Difference between RDD.foreach() and RDD.map() - apache-spark

I am learning Spark in Python and wondering can anyone explain the difference between the action foreach() and transformation map()?
rdd.map() returns a new RDD, like the original map function in Python. However, I want to see a rdd.foreach() function and understand the differences. Thanks!

A very simple example would be rdd.foreach(print) which would print the value of each row in the RDD but not modify the RDD in any way.

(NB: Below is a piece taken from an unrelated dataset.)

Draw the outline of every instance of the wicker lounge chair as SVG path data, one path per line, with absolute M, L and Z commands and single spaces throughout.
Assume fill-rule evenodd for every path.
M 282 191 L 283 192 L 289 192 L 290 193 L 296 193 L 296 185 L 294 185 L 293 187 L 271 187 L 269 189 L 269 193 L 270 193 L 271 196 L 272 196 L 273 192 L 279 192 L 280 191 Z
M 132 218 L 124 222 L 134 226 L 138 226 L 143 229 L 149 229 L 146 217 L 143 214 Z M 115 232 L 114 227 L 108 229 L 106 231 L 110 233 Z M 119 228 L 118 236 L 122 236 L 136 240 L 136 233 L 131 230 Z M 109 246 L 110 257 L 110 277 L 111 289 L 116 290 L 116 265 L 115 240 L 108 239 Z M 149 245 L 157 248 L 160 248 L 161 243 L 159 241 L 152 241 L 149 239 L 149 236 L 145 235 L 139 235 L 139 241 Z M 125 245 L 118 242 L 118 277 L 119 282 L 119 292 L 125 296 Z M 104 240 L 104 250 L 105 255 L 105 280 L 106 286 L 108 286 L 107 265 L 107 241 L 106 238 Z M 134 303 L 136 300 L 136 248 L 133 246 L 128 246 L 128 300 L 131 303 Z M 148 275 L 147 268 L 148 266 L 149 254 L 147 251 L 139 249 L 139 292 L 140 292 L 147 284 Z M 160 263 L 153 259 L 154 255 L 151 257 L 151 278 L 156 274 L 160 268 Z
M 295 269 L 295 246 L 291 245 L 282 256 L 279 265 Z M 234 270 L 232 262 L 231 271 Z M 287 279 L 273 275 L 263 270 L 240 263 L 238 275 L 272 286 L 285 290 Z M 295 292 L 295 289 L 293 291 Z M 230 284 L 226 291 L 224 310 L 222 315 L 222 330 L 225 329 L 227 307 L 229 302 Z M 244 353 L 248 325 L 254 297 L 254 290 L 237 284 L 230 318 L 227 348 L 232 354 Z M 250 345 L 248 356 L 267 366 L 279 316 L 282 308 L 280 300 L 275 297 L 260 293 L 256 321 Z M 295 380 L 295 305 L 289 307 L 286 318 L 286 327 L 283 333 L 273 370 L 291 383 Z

For example, this produces an RDD with the numbers 1 - 10:
>>> rdd = sc.parallelize(xrange(0, 10)).map(lambda x: x + 1)
>>> rdd.take(10)
[1, 2, 3, 4, 5, 6, 7, 8, 9, 10]
The map call computed a new value for each row and it returned it so that I get a new RDD. However, if I used foreach that would be useless because foreach doesn't modify the rdd in any way:
>>> rdd = sc.parallelize(range(0, 10)).foreach(lambda x: x + 1)
>>> type(rdd)
<class 'NoneType'>
Conversely, calling map on a function that returns None like print isn't very useful:
>>> rdd = sc.parallelize(range(0, 10)).map(print)
>>> rdd.take(10)
0
1
2
3
4
5
6
7
8
9
[None, None, None, None, None, None, None, None, None, None]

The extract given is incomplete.